Comme une nouvelle destination”

Christophe Flubacher

Les Horizons lointains sont des figurations abstraites où la configuration des plages sombres et des plages claires délimitent prudemment des hauts et des bas, des terres morcelées et des ciels hésitants, des socles telluriques encore charbonneux qu’éclairent des surfaces vaporeuses, rougeoyantes ou lactées, où des îlots de nature trempent au milieu de marais étales, entre pesanteur et futilité, ancrage et évasion. L’indistinction est encore prégnante, Dieu y est ici paresseux qui procède à la gestation lente de l’univers, comme s’il s’émerveillait devant l’indétermination des formes, comme s’il cherchait à retarder l’instant fatal où la lumière allait être définitivement séparée des ténèbres, l’eau de la terre, et le poisson du mammifère. Pierre Zufferey nous ramène aux premières mesures de la “Création[1]” selon Joseph Haydn, quand les notes de musique pouvaient encore s’égarer et se perdre dans le chaos merveilleux et infini des possibles, avant que l’ordre, la distinction et l’identification ne mettent un holà définitif à la labilité des choses, avant qu’un nom ne vienne les circonscrire pour toujours dans une forme rigide, et avant que ne commence le destin épouvantable et prodigieux des Hommes.

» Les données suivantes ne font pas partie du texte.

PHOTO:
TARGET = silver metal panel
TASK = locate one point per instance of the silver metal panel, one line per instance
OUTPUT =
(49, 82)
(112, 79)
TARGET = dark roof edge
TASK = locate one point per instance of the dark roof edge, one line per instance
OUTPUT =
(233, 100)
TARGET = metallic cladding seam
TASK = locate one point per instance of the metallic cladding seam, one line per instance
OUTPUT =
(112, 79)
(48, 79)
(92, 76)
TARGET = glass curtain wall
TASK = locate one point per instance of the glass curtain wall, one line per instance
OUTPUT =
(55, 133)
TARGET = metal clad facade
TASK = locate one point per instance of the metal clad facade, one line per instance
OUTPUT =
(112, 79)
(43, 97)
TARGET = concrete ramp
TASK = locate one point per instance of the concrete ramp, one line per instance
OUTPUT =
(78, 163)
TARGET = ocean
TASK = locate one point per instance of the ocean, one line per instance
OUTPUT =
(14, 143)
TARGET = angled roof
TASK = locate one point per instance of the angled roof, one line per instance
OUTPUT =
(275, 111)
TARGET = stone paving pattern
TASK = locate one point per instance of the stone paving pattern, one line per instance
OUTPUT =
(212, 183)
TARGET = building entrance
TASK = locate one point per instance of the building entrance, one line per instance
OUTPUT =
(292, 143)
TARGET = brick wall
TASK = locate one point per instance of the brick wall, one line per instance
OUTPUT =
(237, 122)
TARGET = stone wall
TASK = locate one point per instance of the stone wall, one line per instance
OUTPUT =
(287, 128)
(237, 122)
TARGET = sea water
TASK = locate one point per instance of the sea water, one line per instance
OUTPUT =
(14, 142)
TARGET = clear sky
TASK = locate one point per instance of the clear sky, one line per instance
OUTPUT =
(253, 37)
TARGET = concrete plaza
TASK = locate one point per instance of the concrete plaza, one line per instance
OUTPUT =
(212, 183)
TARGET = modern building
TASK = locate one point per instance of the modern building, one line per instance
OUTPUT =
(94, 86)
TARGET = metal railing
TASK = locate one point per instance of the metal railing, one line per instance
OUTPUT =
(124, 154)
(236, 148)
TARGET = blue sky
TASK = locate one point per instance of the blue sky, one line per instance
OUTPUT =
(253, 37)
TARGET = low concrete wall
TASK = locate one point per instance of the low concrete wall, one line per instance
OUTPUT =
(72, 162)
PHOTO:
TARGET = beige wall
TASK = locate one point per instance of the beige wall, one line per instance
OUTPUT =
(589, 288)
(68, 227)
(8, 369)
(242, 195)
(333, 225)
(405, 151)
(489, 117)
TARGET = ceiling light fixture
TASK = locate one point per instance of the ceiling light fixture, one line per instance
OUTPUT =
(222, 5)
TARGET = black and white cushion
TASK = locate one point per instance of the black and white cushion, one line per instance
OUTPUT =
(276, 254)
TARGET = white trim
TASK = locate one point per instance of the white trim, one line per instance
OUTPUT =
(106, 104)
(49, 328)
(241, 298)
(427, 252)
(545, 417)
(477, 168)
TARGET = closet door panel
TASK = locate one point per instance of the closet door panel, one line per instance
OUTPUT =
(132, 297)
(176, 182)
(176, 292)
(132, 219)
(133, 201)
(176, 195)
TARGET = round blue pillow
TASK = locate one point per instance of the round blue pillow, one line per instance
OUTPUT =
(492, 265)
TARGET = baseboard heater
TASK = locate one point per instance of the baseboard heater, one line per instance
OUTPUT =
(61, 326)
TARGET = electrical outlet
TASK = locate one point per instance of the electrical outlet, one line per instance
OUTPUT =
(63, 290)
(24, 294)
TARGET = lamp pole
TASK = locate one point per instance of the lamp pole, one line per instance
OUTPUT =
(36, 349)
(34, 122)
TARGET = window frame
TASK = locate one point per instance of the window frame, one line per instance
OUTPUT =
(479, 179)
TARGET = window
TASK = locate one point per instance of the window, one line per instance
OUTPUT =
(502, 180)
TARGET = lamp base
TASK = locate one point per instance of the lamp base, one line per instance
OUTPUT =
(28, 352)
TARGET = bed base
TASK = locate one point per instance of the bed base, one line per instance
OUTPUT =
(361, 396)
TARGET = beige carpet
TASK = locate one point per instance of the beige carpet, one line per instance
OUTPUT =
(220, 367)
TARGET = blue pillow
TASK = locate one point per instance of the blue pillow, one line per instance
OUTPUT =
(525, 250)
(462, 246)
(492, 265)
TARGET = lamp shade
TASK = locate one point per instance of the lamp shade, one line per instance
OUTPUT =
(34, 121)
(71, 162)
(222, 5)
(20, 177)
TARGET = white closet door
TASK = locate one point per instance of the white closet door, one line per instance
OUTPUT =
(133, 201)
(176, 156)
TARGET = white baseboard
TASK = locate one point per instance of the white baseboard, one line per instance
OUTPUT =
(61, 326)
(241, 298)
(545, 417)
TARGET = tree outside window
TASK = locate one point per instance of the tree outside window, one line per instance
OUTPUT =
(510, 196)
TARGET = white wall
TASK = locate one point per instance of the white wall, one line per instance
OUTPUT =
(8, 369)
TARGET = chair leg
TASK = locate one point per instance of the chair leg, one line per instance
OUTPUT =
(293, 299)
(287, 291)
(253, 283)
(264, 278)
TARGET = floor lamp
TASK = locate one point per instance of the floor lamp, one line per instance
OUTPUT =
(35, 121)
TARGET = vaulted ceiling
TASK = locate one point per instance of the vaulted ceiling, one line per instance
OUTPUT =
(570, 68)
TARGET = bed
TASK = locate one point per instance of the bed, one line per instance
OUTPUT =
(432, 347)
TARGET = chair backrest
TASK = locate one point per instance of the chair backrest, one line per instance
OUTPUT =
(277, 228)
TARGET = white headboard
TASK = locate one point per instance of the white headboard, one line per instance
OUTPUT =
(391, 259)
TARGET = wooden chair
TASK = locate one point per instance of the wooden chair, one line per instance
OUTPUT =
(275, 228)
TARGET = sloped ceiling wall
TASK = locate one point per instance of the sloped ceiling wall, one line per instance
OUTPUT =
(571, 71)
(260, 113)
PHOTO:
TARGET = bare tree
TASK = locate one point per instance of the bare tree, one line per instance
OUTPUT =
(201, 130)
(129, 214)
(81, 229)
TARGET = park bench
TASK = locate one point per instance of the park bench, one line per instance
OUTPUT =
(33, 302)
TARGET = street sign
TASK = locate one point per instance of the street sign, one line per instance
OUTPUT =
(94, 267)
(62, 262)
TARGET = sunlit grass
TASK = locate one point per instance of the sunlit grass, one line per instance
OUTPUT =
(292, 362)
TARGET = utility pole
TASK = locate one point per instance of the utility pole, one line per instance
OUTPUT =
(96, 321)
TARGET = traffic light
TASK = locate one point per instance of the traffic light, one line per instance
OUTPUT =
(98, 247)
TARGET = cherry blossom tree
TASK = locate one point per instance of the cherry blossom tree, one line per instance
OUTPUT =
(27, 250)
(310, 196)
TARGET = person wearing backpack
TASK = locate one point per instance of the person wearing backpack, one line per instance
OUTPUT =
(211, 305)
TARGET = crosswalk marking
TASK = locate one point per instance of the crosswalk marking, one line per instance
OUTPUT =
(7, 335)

Deux tableaux de la série attirent plus particulièrement le regard. Leur facture, pourtant résolument abstraite, se lit si bien que Pierre Zufferey leur attribue des noms référencés dans le patrimoine culturel temporel et climatique : « De l’aube à l’aube” pour l’un, « Avant l’embellie” pour l’autre. On y devine instantanément le rougeoiement du ciel entravé de lourds nuages gorgés de pluie pour le premier, une banquise pour le second, qui vadrouille sur un océan couleur de muraille et sous un ciel boréal profondément chahuté. L’horizon bas du premier tableau offre la perspective d’un ciel immense, à l’aube d’un matin du monde détrempé. La masse gigantesque de l’iceberg du second tableau frigorifie le regard, de même que les eaux délavées dans lesquelles il erre, et le ciel maussade qui le domine. On songe alors à l’explorateur polaire, Paul-Émile Victor, qui n’aimait rien tant que la chaleur de la Polynésie française et à l’écrivain Jean Echenoz qui décrit dans Je m’en vais un Grand Nord désenchanté, où l’on se bat contre les moustiques, où les maisons des Inuits sont faites d’assemblages de tôles ondulées, où les autochtones tuent l’ennui en regardant des films porno, où les motoneiges remplacent des chiens désagréables et patibulaires. Quel émoi devant ces deux chefs d’œuvre ! Et quel bonheur que cette série-là qui vient exacerber l’imaginaire, le pomper et le sucer jusqu’à la lie !



[1] C’est entre 1796 et 1798 que Joseph Haydn (1732-1809) compose un oratorio intitulé “Die Schöpfung” qui raconte la création de l’univers telle que la décrit la Genèse.